Contrastive Learning based self-supervised TS


Contents

  1. Abstract
  2. Introduction
  3. Related Work
    1. Contrastive Learning
    2. DA for TS data
  4. Self-Supervised TS Analysis
    1. Problem Statement
    2. SimCLR
    3. SimCLR-TS
    4. CNN-1D encoder
    5. Data Augmentation


0. Abstract

SSL : usually accomplished with some sort of data augmentation

This paper :

  • presents a novel approach for SSL based TS anlaysis, based on SimCLR
  • present novel data augmentation
    • focusing especially on TS data


1. Introduction

propose SimCLR-TS

  • SimCLR ssl based industrial TS analysis framework,
  • SimCLR framework
    • composition of multiple data-augmentation techniques


Conventional Data Augmentations

  • ex) rotation, crop and resize and color distortion

    \(\rightarrow\) cannot be applied as they are for TS

    ( \(\because\) inherent characteristics of temporal and dynamic dependencies in MTS )
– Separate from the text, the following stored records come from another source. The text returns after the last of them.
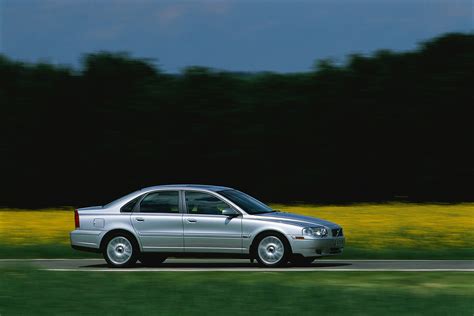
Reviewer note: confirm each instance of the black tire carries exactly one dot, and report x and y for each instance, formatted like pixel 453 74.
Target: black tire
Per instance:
pixel 299 260
pixel 120 240
pixel 272 236
pixel 151 259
\(\rightarrow\) Propose multiple augmentation techniques for TS


2. Related work

(1) Contrastive learning

proposed contrastive learning methods can be categorized into …

  • (1) Context-Instance contrast methods
    • ex) principle of predicting relative position
    • ex) maximizing mutual information
  • (2) Context-Context contrast methods
    • learning in a discriminative fashion from individual instances.
    • ex) deep clustering approach
      • Swapping Assignment between multiple Views (SwAV)


Similar works to our proposed :

( both deal with very specific signals )

  • (1) CLAR
  • (2) SeqCLR

\(\leftrightarrow\) proposed : deal with MTS of a arbitrary and mixed physical units which can affect the choice of suitable augmentations


a) CLAR

  • classification of audio samples based on SimCLR

  • also utilize time–frequency domain

    ( \(\leftrightarrow\) proposed : work only on the raw data & do not need to deal with multiple channels of different signals )

  • pre-training is not fully unsupervised

    \(\rightarrow\) just aimed for boosting the raw performance

    ( \(\leftrightarrow\) proposed : aim to create the most meaningful latent representation in a fully unsupervised way )

  • train their evaluation head always on the fully labeled data

    ( \(\leftrightarrow\) train our final classifier with only fractions of the labeled data )


b) SeqCLR

  • specifically concerned with EEG signals
  • aim to extract features from a single channel & to learn a corresponding representation for this single channel

  • \(\therefore\) feed their data sequentially!

    ( \(\leftrightarrow\) feed and process multichannel data of different physical units simultaneously )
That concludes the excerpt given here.